For the latest development version:

git clone https://github.com/Keayoub/pvw-cli.git
cd pvw-cli
pip install -r requirements.txt
pip install -e .

Configuration

Set these three environment variables before running any command:

Variable Description
PURVIEW_ACCOUNT_NAME Your Purview account name (e.g. mycompany-purview)
PURVIEW_ACCOUNT_ID Your Azure Tenant ID (used as the Purview account ID for UC APIs)
PURVIEW_RESOURCE_GROUP The resource group containing your Purview account

PowerShell:

$env:PURVIEW_ACCOUNT_NAME = "your-purview-account"
$env:PURVIEW_ACCOUNT_ID   = "your-tenant-id-guid"
$env:PURVIEW_RESOURCE_GROUP = "your-resource-group"

Bash / Linux / macOS:

export PURVIEW_ACCOUNT_NAME=your-purview-account
export PURVIEW_ACCOUNT_ID=your-tenant-id-guid
export PURVIEW_RESOURCE_GROUP=your-resource-group

To find your Tenant ID:

az account show --query tenantId -o tsv

Authentication

The CLI uses DefaultAzureCredential and tries methods in this order:

  1. Azure CLI — run az login (easiest for local use)
  2. Service Principal — set AZURE_CLIENT_ID, AZURE_TENANT_ID, AZURE_CLIENT_SECRET
  3. Managed Identity — works automatically on Azure VMs, App Service, etc.

Legacy tenant note: If you get AADSTS500011: resource principal https://purview.azure.com not found, your tenant uses the older service principal.

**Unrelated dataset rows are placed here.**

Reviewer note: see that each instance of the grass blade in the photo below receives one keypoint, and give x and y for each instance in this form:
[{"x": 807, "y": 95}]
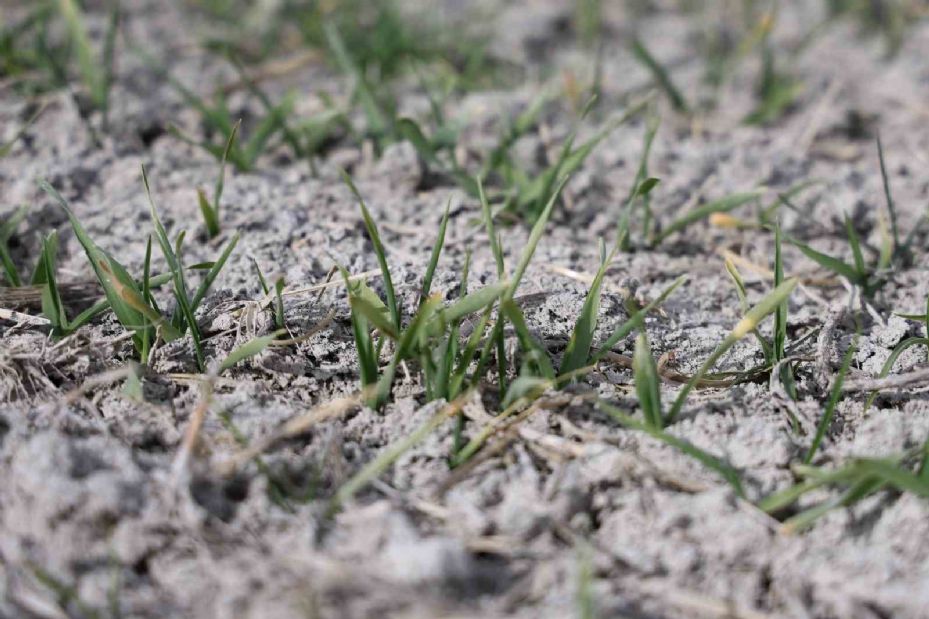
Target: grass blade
[
  {"x": 724, "y": 469},
  {"x": 379, "y": 251},
  {"x": 661, "y": 76},
  {"x": 647, "y": 382},
  {"x": 434, "y": 257},
  {"x": 577, "y": 352},
  {"x": 834, "y": 395}
]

Set:

export PURVIEW_AUTH_SCOPE=https://purview.azure.net/.default

Check which your tenant uses:

az ad sp show --id "73c2949e-da2d-457a-9607-fcc665198967" --query servicePrincipalNames -o json

Command Groups

pvw account          Account management
pvw collections      Collections CRUD and permissions
pvw entity           Entity read, create, update, bulk operations
pvw glossary         Classic glossary terms
pvw lineage          Lineage creation and CSV import
pvw scan             Data source scanning
pvw search           Search and discovery
pvw types            Type definitions
pvw uc               Unified Catalog (domains, terms, data products, OKRs, CDEs, quality)
pvw workflow         Approval workflows
pvw diagnostics      Cache stats and profile info

Run pvw <command> --help for full options on any command.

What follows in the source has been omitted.